A première vue, une famille constituée de deux souverains et d’un tyran ne semble pas partir d’un bon pied. C’est pourtant le schéma classique d’une famille avec un bébé.
Se marier et avoir un enfant fait de chacun un roi ou une reine. Le conjoint – guidé par le sentiment amoureux, certes – choisit entre mille. Cette élection, préférence ultime, se poursuit de manière plus consciente chaque jour de la vie, avec ses riches heures et ses imperfections.
Quant à l’enfant, si vous êtes la mère, vous n’êtes rien moins que tout pour lui, au début. Il vous confond même avec lui-même puisque, sorti à l’air libre, il tente de retrouver la voix et l’odeur de celle dans laquelle il vivait in utero. En fusion avec vous, il vit son premier grand amour. Au fur et à mesure qu’il prend conscience de son individualité, vous demeurez sa référente. Père, vous passez vers 6 mois au statut de « substitut maternel » (1) à celui de père, désigné par la mère.
Ce flot d’amour conjugal et filial fait de vous la personne préférée, chérie, la meilleure. Une des conséquences de ce bonheur : une revanche aux manques d’amour vécus auparavant, de l’école aux groupes variés.
Et le tyran, dans tout ça ? C’est le petit lutin en layette qui réclame avec force cris ce qu’il désire.

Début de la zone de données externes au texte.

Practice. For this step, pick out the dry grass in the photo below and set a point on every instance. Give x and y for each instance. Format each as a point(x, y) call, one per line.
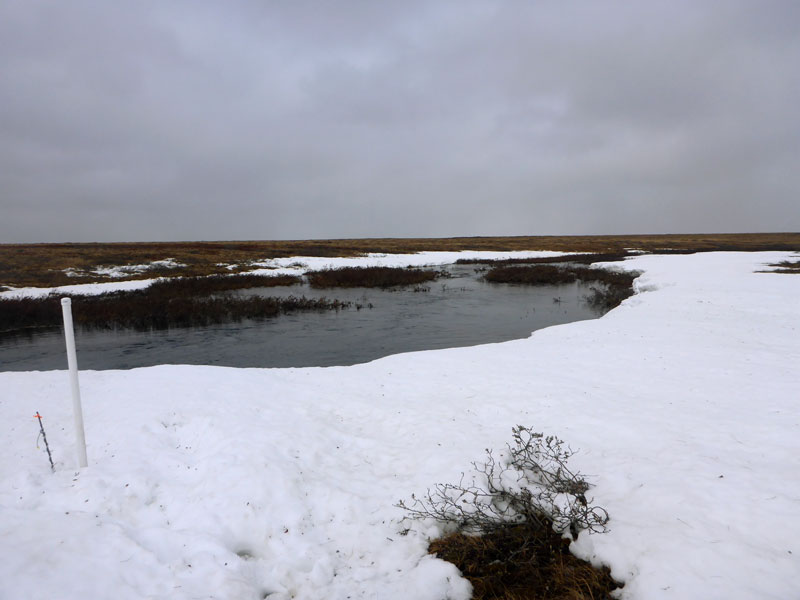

Evidemment, depuis sa conception, tout lui arrive tout cru dans la bouche : air, nourriture, tendresse… Il se pense sincèrement tout-puissant et la frustration le fait beaucoup souffrir. Mais au fil des mois, l’autorité, cette force bienveillante, lui fait comprendre qu’il doit se garder des dangers et respecter les autres. A partir de deux ans environ, il dit non pour se différencier de l’adulte et prendre son autonomie. C’est le moment de poser plus clairement les limites, le libérant ainsi de l’angoisse par sa toute-puissance. C’est la fin (théorique…) de la tyrannie !
(1) Boris Cyrulnik, Sous le signe du lien. Une histoire naturelle de l’attachement, Hachette littératures.